About Mary K. Hail Music Mansion (Originally featured in Rhode Island Home, Living & Design, Volume 6, Issue 8. Here, with author's permission)
by Regina Andrews
Poised atop one of the loftiest hills on the East Side of Providence, on a corner lot at Congdon and Meeting Streets, the Mary K. Hail Music Mansion stands as a warm and inviting home to music lovers throughout Rhode Island − and beyond.
Formerly a private residence, this beautiful, stately brick mansion is approachable from both sides via a cobblestone walkway traversing its interior boundaries and lovely landscaped grounds. As I walked along this path recently, I could hear the strains of Mozart's Clarinet Concerto filtering from the elongated French windows. The aromas of coffee, tea and warm pastries rivaled the aural delights in the sensory feast.
For many decades, this mansion was the home of Mary Kimball Hail, a prominent patroness of music in Rhode Island, according to her obituary in the June 25, 1948, edition of The Providence Journal. Born in 1870 in Atlanta, Georgia, she attended Lasell Academy in Auburndale, Massachusetts and studied voice in Berlin and London. Upon her death in 1948, she left her home to the community for free public concerts.
Designed by architect Albert Harkness, the Music Mansion echoes an English manor house of the 17th or 18th century in tone and style. And even though the mansion is in the heart of Providence's College Hill, one feels insulated from the contemporary world by the stone-walled and foliated crescent walkway around the house. Entering the Mansion poses an immediate dilemma: Where to turn first? The spiral staircase? The front hall with its airy, bright interior? Or the concert space capable of holding 100 people, with its tapestry, chandelier and two grand pianos?
Many have faced this same quandary, as the Music Mansion is a vibrant center of music lessons, student recitals, and musicales. Many music associations, including the Chopin and Chaminade Clubs, hold their meetings at the Music Mansion on a regular basis throughout the year.

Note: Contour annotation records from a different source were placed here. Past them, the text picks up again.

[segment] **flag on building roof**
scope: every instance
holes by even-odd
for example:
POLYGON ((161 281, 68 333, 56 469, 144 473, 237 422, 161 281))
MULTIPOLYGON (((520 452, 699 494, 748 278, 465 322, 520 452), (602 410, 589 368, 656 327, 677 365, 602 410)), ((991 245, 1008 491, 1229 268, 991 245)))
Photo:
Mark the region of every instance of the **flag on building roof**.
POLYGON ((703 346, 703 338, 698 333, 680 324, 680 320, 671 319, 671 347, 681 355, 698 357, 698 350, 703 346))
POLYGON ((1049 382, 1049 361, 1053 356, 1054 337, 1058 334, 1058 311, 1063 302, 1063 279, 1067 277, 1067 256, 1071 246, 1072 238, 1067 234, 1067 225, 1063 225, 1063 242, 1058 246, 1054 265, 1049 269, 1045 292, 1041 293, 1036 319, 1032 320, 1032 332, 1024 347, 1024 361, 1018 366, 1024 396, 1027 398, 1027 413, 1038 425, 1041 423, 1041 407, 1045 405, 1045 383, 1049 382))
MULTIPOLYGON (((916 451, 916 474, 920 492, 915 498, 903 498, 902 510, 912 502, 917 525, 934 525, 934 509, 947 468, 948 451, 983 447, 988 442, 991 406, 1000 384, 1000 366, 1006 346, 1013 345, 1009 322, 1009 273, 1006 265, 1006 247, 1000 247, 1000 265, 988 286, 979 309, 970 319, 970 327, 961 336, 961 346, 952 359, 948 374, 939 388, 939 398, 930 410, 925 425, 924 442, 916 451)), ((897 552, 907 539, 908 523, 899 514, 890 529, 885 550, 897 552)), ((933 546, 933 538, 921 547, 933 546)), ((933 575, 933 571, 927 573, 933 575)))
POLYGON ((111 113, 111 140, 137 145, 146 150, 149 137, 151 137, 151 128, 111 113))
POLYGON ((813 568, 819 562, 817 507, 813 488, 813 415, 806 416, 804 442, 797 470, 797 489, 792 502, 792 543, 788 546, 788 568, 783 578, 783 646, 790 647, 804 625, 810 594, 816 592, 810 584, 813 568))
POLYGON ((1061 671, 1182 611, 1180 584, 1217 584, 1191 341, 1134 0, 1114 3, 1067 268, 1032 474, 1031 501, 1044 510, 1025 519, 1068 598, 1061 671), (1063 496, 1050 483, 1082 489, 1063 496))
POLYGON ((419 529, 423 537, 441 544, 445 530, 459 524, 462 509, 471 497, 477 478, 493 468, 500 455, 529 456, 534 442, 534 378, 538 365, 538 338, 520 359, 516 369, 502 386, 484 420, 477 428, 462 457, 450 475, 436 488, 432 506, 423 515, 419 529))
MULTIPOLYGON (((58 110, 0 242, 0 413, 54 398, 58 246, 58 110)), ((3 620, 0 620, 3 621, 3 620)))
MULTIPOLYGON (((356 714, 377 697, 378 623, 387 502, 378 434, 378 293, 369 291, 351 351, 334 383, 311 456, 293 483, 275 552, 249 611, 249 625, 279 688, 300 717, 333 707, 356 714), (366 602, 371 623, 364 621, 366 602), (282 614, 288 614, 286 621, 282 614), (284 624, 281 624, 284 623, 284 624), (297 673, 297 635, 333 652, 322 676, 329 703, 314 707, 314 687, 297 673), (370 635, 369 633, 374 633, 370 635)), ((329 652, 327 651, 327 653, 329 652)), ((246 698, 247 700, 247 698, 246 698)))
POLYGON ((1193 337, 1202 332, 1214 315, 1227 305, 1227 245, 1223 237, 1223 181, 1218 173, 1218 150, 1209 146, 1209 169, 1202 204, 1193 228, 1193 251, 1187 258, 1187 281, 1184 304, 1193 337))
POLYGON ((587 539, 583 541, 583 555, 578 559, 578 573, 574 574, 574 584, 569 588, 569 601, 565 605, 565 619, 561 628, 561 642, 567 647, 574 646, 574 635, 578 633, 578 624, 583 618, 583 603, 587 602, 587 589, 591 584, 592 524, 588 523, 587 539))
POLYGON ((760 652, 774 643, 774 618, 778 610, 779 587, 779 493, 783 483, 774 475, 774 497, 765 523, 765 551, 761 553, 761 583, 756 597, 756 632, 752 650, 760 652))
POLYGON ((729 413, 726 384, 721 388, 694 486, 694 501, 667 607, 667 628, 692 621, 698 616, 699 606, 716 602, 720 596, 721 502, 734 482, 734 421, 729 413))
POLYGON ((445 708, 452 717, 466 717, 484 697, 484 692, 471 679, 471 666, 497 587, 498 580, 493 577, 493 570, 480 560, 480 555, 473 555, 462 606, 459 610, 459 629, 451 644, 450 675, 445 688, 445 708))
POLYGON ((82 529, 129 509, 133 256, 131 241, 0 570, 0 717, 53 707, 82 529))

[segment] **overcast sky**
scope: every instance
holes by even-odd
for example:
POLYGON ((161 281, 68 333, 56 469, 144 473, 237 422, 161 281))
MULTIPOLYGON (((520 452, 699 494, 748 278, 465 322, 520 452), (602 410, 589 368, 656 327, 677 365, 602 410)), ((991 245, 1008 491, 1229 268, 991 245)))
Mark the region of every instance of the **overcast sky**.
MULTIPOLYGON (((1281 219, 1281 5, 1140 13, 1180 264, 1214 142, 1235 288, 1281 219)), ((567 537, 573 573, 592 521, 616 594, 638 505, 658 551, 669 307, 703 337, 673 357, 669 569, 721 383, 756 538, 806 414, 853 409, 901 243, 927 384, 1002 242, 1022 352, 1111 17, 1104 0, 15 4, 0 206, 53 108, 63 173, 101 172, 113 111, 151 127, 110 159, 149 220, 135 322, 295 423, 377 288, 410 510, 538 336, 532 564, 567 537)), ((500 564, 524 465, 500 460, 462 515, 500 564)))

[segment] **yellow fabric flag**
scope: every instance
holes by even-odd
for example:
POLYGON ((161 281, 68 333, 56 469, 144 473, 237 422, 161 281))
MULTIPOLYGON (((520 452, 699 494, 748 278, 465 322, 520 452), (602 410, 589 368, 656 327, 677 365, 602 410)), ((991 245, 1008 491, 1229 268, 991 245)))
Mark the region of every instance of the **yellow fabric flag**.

Yet it wasn't so long ago that the future of the Music Mansion was in jeopardy. After it fell into disrepair, the bank trustees decided to put the property up for sale in 1996. Enter Mr. Sam Chester, a violinist who performed with the Rhode Island Philharmonic for 23 years. Along with Tony DelVecchio, Mimi DeCesaris, and others, Chester formed the nonprofit organization Friends of the Music Mansion, which was instrumental in securing its future. Money was raised, grants were awarded, the Friends of the Music Mansion established a permanent endowment – all for the love of music and for the joy of sharing the experience of a musicale. And Mr. Chester, now over 95 years old, still knows that the beat must go on!
Today, the Music Mansion thrives as a place for performers to try out new music, refresh old music, and, most of all, to bring joy to people of all ages and from all walks of life. Sunday afternoons are filled with the sound of music, with thoughtfully designed programs drawing together an eclectic crowd of music aficionados for some rapture – and refreshments.
"The Music Mansion has been – for more than 50 years – a place of great solace, and my musical home away from home, " says Haig Yaghoobian, a member of the Friends of the Music Mansion and the Chopin and Chaminade Clubs, as well as a pianist in his own right. "As did many students of local music teachers, I started playing there shortly after I began piano lessons, at age seven. As an inner-city kid, it was literally a step into a different world."
Generations of future musicians still get their start at the Music Mansion. During the school year, music lessons are offered free of charge to children, and many of the associations that utilize the Music Mansion offer scholarship programs to their young students, fostering an ideal of achievement through music that will have a lasting impact on their lives and on the music world as a whole.
Isn't it interesting that the Music Mansion is situated on a corner, so like the crossroads that many young musicians face as they try to reconcile the life of an artist with the demands of a society geared more toward practical undertakings?
The Music Mansion has passed the test of time, and will be a source for music on College Hill for generations to come. No doubt Mary K. Hail would be proud of all that the Music Mansion has accomplished in the past, and all that it stands for today.